A data lake will help you leverage all your produced data to create revenues and reduce your costs. However, many companies are implementing data lake project themselves with their internal expertise. Observers of the “big data ecosystem” are agreeing that data lake projects have a ton of challenges and a high risk of failure because :
1. The projects were starting small and were forgotten to be prepared to scale
Most data lake projects start small, with one specific use case to implement as a “proof of concept”. While we value the ‘start small, learn, improve and iterate’ approaches, a typical pitfall is to focus on the technical integration for that specific use case, without thinking about the long term usage and the governance of the data lake. Many questions need to be answered in order to setup a scalable approach, such as:
- How to manage the schema of the data in the data lake, to make sure that data can be used by future projects?
- How to manage version control of the data, and avoid working with old datasets, or even having different use cases working with different versions of the same data?

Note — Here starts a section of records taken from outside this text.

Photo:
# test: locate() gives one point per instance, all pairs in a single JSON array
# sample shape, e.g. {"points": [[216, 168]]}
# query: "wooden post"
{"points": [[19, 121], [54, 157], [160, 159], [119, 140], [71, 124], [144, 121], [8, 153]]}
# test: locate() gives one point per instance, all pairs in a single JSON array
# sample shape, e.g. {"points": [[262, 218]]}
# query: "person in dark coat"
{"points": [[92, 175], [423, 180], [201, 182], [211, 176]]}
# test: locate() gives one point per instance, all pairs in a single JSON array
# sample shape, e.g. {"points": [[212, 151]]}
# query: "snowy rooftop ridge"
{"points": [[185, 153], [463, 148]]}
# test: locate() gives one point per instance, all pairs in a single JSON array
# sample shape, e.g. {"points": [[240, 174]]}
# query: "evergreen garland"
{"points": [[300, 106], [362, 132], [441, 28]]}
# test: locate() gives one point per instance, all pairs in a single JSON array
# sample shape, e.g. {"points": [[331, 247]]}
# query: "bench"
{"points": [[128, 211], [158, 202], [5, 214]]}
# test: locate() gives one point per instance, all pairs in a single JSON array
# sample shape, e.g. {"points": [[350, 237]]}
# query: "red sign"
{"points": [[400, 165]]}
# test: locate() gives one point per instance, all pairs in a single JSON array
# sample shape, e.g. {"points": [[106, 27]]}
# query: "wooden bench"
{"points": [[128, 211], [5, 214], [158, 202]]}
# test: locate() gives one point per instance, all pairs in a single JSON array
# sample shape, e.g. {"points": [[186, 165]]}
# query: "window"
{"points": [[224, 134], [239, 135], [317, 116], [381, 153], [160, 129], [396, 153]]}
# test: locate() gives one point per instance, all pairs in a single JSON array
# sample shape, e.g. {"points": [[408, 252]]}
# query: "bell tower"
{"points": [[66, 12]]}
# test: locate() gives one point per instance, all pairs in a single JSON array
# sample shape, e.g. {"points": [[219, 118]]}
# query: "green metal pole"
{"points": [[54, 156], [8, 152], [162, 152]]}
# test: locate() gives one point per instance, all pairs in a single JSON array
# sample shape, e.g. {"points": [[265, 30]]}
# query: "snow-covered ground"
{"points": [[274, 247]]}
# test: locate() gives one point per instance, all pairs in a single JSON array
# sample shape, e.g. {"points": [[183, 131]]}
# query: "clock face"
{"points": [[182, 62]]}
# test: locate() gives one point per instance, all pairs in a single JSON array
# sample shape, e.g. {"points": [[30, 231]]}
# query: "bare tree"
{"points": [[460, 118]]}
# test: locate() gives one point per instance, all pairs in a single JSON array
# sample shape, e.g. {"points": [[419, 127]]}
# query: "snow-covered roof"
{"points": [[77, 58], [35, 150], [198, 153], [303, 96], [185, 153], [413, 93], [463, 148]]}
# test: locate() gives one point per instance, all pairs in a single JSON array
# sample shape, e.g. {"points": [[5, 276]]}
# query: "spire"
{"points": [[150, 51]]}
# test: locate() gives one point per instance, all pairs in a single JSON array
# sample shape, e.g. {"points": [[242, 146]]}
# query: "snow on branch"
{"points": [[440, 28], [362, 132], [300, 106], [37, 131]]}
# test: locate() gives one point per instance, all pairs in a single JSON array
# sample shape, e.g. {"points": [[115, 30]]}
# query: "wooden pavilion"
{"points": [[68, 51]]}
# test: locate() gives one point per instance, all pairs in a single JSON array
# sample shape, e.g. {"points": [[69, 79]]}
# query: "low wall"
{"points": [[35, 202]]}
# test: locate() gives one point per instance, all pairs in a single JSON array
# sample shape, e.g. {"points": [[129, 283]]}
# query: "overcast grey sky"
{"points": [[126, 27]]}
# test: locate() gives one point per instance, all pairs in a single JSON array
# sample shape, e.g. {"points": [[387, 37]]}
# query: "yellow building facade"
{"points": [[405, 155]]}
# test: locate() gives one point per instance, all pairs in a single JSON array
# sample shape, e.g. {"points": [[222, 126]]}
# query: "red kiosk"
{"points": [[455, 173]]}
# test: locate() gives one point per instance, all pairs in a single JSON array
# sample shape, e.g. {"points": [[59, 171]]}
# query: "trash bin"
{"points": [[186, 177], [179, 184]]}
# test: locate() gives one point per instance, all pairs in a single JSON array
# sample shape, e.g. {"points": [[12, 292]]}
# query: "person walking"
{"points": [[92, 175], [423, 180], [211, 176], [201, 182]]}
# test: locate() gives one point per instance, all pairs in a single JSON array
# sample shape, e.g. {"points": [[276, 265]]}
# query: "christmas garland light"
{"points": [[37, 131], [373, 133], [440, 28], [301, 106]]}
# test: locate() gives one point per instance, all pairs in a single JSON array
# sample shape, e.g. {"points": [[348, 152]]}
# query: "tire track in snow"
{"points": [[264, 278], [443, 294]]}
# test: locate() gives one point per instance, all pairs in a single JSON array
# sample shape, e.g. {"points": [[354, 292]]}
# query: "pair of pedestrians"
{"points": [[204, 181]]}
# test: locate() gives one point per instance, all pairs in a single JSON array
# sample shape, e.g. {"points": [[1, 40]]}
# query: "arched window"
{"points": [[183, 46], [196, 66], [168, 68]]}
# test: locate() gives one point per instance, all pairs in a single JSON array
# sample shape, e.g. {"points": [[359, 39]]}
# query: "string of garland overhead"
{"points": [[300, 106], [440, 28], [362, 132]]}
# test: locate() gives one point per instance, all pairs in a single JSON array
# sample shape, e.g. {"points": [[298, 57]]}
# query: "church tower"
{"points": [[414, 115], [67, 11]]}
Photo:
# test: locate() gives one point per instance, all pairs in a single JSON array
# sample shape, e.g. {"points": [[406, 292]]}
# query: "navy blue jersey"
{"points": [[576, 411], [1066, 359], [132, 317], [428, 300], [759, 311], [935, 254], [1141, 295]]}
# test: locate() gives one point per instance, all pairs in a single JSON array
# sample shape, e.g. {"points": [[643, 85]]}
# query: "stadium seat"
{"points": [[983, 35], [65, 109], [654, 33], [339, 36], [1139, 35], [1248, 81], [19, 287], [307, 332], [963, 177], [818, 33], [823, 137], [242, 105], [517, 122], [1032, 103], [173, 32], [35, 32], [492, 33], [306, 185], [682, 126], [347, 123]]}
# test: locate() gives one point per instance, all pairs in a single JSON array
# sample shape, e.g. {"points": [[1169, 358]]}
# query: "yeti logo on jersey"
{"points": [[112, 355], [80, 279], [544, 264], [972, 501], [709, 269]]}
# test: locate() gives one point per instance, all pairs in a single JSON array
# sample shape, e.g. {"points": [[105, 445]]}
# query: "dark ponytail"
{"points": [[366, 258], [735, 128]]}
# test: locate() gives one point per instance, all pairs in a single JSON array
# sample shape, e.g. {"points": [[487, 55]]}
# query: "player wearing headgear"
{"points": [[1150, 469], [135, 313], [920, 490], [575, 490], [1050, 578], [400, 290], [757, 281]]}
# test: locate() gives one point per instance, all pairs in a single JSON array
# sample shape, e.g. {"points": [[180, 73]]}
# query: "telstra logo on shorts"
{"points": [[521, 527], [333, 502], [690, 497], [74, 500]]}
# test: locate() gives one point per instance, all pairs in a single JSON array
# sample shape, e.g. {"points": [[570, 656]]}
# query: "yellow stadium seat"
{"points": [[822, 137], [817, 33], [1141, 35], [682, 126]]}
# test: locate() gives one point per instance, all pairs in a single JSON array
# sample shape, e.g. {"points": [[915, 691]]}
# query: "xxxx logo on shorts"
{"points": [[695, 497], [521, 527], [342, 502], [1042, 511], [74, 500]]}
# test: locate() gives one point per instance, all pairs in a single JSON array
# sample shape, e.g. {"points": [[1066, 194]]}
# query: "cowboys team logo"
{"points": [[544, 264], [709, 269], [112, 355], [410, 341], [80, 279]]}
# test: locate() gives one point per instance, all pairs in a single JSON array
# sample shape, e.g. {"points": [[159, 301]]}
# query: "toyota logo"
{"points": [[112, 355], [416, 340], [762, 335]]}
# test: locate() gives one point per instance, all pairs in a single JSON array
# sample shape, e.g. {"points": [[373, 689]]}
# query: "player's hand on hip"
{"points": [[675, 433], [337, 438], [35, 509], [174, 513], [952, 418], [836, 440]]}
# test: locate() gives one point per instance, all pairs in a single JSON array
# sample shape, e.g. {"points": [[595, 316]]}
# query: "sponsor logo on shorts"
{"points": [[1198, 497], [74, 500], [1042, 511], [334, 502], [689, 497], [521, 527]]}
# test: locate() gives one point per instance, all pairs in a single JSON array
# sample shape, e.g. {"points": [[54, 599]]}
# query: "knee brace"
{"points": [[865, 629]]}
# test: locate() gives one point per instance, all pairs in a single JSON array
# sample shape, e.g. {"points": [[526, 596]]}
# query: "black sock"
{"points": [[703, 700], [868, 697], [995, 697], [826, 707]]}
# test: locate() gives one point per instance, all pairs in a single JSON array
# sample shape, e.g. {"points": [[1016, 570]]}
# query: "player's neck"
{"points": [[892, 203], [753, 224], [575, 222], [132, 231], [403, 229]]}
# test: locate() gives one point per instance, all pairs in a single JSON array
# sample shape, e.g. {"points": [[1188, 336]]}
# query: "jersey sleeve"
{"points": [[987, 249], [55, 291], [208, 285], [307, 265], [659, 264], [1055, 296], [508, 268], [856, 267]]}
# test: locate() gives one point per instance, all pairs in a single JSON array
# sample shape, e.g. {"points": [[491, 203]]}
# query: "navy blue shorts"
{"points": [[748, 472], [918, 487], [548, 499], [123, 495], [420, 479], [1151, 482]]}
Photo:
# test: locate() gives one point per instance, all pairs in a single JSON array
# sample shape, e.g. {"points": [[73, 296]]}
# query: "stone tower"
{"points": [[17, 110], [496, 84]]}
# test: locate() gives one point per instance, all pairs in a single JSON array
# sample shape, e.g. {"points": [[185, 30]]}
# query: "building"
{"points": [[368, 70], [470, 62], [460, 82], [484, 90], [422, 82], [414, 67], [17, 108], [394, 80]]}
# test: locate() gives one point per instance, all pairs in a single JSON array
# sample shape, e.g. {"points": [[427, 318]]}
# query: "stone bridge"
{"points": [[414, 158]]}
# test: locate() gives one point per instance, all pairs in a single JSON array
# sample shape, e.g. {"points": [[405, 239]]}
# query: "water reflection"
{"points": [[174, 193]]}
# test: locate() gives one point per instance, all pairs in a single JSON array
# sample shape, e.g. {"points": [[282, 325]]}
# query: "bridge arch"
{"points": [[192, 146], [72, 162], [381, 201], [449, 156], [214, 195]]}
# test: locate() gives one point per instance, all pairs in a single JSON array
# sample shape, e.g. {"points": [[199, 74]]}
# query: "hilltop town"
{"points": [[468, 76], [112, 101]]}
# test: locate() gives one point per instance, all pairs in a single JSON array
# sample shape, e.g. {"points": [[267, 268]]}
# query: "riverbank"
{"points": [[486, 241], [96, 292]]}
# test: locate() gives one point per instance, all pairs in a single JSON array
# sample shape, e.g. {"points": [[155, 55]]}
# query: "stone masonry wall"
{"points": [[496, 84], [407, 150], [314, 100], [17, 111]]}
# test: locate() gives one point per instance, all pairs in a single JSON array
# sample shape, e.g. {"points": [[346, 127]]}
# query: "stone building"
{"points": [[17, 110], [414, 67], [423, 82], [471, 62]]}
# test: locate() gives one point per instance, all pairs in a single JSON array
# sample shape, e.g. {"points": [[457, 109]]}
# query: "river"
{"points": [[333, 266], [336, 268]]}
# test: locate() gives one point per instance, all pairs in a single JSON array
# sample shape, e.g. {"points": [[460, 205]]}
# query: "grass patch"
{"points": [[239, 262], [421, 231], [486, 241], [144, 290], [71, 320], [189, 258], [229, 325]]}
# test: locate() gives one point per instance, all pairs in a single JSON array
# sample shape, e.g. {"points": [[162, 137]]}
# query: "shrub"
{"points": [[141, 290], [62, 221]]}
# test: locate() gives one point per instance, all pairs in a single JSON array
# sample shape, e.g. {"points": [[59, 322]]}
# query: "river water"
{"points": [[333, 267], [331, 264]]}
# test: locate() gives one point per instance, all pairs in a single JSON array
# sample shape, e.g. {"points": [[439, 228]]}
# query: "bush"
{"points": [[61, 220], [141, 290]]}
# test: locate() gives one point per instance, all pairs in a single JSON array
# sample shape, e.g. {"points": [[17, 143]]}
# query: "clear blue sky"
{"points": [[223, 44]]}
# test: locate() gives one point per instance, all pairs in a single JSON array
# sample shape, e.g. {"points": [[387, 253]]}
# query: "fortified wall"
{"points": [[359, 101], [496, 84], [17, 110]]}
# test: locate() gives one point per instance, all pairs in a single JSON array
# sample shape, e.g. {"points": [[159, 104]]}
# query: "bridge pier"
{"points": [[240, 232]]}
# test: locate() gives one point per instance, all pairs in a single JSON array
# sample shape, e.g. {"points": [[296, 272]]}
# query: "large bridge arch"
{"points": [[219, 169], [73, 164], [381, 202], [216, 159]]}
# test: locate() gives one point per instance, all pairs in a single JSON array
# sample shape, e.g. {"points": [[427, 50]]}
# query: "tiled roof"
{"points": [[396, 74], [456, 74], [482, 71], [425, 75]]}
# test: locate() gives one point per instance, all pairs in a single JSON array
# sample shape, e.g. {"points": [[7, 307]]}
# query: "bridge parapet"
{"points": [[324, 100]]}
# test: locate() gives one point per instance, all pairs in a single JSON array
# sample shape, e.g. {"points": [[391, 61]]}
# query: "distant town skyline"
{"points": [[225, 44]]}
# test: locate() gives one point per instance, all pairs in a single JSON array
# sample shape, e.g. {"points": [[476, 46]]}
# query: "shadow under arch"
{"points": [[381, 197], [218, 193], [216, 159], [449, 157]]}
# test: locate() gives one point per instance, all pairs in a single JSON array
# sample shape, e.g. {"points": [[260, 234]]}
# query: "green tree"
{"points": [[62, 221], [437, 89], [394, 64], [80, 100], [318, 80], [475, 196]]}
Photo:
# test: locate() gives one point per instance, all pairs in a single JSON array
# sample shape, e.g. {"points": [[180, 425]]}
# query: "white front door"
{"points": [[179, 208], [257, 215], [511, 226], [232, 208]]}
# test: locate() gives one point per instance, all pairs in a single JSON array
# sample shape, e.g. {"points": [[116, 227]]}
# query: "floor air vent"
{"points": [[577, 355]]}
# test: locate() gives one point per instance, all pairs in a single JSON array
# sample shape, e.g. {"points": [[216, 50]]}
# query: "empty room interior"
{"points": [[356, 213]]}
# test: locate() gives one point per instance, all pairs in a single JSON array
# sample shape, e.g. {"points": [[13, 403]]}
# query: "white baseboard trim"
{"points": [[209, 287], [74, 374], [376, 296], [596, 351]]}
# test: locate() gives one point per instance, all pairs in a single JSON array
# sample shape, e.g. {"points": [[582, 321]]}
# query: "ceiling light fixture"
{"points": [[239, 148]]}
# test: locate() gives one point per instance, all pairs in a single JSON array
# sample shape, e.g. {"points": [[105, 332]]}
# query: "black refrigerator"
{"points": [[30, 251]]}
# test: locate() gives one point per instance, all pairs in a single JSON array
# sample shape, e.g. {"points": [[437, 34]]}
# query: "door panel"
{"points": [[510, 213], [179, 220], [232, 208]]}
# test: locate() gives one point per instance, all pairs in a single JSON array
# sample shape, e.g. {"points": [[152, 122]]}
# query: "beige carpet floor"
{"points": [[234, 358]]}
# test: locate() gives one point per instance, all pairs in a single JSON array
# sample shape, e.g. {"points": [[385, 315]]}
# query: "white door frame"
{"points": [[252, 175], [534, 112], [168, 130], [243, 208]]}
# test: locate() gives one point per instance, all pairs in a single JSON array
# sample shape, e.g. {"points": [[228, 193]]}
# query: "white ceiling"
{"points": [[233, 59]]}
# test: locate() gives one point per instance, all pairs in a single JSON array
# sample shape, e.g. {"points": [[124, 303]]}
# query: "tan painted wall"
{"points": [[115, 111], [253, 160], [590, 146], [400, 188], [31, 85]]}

- What kind of data processing load will be put on my data lake, and how to make sure that my data lake is not becoming a performance bottleneck?
- How to manage the format of the data, and make sure that data from siloed data sources, and from various technologies can be combined effectively?
- How to govern the data in your data lake, to make sure you know what data is there, which use cases are using it and who has access to what data?
We will help you answer these questions in our White paper “How to secure your data lake project”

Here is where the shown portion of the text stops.